There's a homelessness crisis in Los Angeles, with an estimated 50,000 people sleeping on the streets every night—a figure that's jumped 35% in the last year alone. Architecture students at the University of Southern California have worked with city officials and nonprofits to come up with Homes for Hope, a single-occupancy pod that can be built quickly and cheaply, and can help provide safe spaces for homeless people while more permanent solutions are in the works.
The Homeless Studio is comprised of 11 fourth-year architecture students and led by USC instructors Sofia Borges and R. Scott Mitchell. The class worked with anti-homelessness activists, officials in the city planning office, and leaders at Skid Row Housing Trust, a nonprofit which has been building housing for the homeless since 1989.

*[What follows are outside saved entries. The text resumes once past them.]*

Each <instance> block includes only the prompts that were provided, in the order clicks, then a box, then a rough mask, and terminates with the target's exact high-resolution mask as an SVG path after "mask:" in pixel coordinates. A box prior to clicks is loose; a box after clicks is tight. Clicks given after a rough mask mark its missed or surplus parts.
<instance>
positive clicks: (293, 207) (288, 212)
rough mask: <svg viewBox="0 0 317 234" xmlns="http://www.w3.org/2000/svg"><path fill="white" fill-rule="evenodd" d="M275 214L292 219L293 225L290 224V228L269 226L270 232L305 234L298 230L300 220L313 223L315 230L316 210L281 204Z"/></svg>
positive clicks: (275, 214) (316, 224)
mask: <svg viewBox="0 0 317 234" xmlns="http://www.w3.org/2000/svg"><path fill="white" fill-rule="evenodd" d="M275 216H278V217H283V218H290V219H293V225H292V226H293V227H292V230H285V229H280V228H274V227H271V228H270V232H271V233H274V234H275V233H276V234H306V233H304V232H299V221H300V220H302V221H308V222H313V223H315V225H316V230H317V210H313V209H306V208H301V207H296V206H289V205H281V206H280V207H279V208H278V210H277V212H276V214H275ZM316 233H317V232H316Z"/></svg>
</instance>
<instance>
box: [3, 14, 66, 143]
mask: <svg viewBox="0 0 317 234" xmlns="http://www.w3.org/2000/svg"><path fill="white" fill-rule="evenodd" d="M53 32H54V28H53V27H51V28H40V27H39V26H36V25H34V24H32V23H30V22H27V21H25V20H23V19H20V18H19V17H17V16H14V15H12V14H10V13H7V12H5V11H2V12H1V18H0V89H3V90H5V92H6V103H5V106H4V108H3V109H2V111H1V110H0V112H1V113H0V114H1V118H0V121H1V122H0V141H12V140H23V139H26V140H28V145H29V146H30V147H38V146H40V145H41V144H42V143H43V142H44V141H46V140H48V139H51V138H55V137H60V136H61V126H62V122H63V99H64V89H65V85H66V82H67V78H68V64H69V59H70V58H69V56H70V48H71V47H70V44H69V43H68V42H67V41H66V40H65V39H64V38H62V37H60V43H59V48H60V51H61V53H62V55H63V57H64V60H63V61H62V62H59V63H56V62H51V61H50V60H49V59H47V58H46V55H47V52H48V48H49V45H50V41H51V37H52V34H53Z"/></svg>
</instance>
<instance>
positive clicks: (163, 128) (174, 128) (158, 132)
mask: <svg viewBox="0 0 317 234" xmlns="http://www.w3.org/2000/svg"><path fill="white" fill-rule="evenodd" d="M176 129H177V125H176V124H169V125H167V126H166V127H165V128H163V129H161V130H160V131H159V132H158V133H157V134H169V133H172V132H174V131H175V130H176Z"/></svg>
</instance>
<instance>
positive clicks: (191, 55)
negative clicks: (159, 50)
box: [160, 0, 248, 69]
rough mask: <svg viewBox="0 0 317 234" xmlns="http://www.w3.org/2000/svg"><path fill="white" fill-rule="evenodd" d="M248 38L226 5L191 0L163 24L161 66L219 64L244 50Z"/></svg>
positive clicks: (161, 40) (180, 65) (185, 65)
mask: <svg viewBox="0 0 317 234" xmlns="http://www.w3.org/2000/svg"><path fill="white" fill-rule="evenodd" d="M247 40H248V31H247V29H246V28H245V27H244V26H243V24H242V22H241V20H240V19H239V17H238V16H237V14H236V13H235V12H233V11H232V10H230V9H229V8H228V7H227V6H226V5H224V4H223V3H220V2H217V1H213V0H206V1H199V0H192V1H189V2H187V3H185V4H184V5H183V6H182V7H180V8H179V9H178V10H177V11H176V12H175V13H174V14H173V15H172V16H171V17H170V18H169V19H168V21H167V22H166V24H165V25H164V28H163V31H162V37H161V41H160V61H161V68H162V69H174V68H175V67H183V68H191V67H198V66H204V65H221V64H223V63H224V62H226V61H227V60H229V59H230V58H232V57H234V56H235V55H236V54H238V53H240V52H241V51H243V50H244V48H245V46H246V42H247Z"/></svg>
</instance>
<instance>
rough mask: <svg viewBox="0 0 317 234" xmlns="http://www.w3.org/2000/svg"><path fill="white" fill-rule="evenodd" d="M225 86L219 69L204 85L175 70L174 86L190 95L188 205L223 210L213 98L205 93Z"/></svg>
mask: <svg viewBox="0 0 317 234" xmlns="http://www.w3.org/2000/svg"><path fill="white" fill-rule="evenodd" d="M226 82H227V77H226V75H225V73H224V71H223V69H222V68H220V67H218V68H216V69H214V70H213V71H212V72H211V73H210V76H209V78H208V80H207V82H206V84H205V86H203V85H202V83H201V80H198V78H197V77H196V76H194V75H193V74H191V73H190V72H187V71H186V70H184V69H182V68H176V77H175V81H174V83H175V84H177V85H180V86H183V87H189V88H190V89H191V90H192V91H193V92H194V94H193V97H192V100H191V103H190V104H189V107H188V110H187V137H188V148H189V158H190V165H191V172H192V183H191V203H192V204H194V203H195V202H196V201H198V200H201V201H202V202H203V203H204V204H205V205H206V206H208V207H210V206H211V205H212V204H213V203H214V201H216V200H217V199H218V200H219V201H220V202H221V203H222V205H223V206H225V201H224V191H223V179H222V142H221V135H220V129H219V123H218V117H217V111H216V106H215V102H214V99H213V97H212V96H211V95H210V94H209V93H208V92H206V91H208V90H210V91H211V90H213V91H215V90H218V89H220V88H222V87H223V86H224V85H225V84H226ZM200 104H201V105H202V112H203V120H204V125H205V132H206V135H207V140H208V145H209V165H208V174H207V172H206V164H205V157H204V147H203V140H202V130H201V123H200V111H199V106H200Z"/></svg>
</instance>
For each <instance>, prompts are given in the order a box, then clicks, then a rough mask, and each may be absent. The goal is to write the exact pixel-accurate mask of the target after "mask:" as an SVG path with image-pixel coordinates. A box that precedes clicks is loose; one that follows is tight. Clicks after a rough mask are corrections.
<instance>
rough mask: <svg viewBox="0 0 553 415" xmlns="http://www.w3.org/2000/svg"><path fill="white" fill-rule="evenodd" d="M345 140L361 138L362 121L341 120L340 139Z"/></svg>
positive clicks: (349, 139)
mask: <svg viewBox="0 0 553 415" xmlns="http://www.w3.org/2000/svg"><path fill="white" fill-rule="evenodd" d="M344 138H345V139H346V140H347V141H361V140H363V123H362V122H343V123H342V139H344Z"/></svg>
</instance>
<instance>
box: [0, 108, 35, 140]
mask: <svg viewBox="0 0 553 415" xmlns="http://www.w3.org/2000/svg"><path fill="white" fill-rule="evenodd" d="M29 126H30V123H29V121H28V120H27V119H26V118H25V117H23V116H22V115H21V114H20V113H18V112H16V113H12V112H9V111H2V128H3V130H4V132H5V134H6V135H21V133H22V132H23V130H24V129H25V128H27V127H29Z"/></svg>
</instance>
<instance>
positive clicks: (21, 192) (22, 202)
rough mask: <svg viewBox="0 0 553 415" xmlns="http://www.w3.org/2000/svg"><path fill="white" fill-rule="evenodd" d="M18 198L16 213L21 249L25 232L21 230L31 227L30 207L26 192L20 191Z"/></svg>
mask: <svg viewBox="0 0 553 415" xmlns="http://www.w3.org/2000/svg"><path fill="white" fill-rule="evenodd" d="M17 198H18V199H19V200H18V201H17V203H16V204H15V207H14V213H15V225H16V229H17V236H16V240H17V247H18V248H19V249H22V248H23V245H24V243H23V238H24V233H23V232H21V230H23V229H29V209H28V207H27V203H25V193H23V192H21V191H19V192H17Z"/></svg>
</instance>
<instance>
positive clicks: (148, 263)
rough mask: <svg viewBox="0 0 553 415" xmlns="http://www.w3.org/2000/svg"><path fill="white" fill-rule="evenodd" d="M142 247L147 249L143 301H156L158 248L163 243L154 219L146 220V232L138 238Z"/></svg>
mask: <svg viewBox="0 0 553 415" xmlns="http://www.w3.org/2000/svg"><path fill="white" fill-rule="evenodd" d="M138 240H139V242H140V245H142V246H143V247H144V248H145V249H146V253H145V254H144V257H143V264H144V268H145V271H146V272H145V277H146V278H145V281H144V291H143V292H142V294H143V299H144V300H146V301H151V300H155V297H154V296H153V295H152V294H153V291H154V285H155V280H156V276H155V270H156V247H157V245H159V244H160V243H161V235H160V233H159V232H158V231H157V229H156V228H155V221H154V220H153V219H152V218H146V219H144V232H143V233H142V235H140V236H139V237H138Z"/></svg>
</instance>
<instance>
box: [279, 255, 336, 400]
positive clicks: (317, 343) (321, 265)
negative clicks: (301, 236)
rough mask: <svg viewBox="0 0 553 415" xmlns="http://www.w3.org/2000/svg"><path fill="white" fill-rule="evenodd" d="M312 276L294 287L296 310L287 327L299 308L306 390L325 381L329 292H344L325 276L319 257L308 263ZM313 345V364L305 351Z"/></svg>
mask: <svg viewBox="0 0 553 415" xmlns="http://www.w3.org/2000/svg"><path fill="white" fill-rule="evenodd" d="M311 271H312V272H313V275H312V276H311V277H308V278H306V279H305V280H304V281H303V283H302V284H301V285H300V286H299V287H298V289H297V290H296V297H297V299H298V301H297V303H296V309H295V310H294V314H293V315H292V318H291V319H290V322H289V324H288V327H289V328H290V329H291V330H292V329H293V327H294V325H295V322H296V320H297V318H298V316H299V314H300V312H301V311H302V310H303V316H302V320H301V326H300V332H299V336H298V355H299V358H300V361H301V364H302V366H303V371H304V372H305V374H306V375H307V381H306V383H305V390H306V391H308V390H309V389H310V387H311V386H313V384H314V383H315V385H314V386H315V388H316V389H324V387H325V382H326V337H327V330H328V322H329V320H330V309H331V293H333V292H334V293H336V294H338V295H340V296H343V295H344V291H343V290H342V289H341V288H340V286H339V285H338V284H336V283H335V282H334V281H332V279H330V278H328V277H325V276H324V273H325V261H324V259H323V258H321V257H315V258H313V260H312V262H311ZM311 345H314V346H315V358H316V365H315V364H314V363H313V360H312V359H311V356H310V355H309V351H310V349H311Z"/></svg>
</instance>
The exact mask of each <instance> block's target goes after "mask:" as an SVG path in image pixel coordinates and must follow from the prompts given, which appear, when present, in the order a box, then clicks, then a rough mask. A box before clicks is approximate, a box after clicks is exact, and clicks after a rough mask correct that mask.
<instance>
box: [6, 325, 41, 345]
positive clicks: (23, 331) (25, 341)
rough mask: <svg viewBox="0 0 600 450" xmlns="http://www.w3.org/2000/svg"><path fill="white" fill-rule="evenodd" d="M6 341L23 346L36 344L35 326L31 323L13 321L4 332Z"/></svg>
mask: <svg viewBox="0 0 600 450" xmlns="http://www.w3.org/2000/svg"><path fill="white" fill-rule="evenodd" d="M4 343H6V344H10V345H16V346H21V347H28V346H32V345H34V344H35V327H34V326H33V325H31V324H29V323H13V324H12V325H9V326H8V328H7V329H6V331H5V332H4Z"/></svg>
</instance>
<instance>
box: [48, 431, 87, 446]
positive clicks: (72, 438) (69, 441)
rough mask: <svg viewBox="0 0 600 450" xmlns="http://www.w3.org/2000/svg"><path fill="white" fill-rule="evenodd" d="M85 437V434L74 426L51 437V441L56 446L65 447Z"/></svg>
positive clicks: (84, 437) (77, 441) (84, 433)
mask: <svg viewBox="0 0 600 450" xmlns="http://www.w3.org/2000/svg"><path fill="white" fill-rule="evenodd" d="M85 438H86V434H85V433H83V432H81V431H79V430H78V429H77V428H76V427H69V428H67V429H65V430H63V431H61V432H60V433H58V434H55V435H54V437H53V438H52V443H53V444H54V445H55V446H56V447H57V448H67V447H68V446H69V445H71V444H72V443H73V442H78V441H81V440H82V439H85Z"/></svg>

For decades, L.A.'s homeless populations were confined to Skid Row: "It was easy for L.A. county residents to ignore the problem," says Anne Dobson, Skid Row Housing Trust's director of philanthropy and communications. "That's changed in the last three to four years, where suddenly you see encampments under every overpass, by every park. It's no longer a situation that can be ignored."
In November, a vote passed to spend $1.2 billion over the next decade on permanent housing for the chronically homeless. Unfortunately, these projects take two to five years to get off the ground. And that's where Homes for Hope comes in.
The students started off the semester by drafting their own prototypes, but by midterm, they all came together around one design. The project is funded by Madworkshop, a design-oriented nonprofit that focuses on supporting innovative student projects, which allowed the class to build and not just render.
Co.Design describes the final design as "a cross between a tiny house and a dorm room." The foundation is raised two feet off the ground, which allows the unit to adapt to uneven terrain. The interior is 92 square feet, which is room for a bed, desk, chair, and shelves. The convex wall maximizes the interior space, while two windows let in light and air. "It looks comfortable, like you want to go in and take a nap," Mitchell says. It's also good-looking and contemporary from the outside, an important factor when combating NIMBYism.
L.A. County has strict building codes, which is why it was essential to involve city planners from the start. Their knowledge informed many of the project's decisions, allowing them to avoid a lot of red tape.
A 30-unit complex would cost about $1 million to build—$25,000 per pod plus an inner courtyard for community space. The modular units can be built offsite and the whole thing erected in two weeks.
The team already has its first client: Ken Craft, CEO of nonprofit organization Hope of the Valley, wants to build the first Homes for Hope facility, which will be specifically targeted toward helping homeless women ages 55 and older.